Quote:
Original post by Stru
In a society with replicators the only currency is power, since everyone needs it to run their replicators. The replicators turn power into everything else, and you can't make power in a replicator (Unless you want to throw all the laws of physics out the window). You could have people use power credits or something. And the bank and power company will be pretty much the one and the same.
I read such an awesome line in a SF book recently, something like "and they're so backwards and primitive that they have such horros as banking, for God's sake!" [smile]
One thing we're not getting about ST citizens, which would fundamentally alter economics: Enlightened self-interest may be anathema to them, being considered neither enlightened nor in an individual's self-interest (as it creates destructive conflict).
If they're a stellar power, they're harvesting energy from suns, which pretty much drives that value down to nil (practically unlimited, near infinite sources). So no power-banks, though if they're antimatter based you might have distribution and processing as leverage sources. But still, if any group that saves up enough to replicate a few thousand solar panels pretty much frees itself from economic constraints.

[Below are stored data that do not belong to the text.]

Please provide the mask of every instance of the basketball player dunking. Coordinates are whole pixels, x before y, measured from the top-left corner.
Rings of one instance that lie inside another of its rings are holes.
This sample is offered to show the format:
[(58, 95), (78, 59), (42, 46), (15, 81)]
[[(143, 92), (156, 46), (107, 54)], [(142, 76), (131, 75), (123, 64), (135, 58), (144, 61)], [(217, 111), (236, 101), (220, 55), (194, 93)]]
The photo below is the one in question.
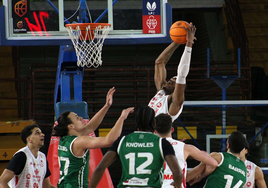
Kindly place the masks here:
[(190, 69), (192, 46), (194, 44), (196, 27), (187, 23), (187, 42), (180, 60), (177, 76), (166, 81), (166, 64), (180, 44), (172, 42), (156, 59), (154, 82), (157, 89), (156, 95), (151, 99), (148, 106), (154, 109), (155, 116), (164, 113), (175, 121), (182, 112), (184, 102), (184, 90), (186, 77)]

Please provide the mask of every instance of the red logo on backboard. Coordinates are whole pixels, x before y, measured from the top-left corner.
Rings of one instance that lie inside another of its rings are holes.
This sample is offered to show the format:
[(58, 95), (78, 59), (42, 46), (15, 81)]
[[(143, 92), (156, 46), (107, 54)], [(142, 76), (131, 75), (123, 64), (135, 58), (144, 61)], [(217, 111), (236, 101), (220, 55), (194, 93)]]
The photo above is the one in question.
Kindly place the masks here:
[(146, 25), (149, 29), (155, 29), (157, 26), (157, 20), (154, 18), (154, 16), (150, 16), (146, 21)]
[(161, 15), (143, 15), (143, 33), (161, 33)]
[(24, 16), (27, 13), (27, 0), (17, 2), (14, 6), (14, 11), (19, 17)]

Star Trek citizens would be subversive by our current scarcity-driven standards for one major reason: In a society where you're no longer valuable because of what you can keep from others (your labor / knowledge / skill), you must then be valuable based on some other factor-- or society must forget about value, and move to some other way of relating. Maybe you're value comes from selflessness, which by good old fashioned Western capitalism is probably downright evil. [lol] Just take open-source and the gift economy as examples.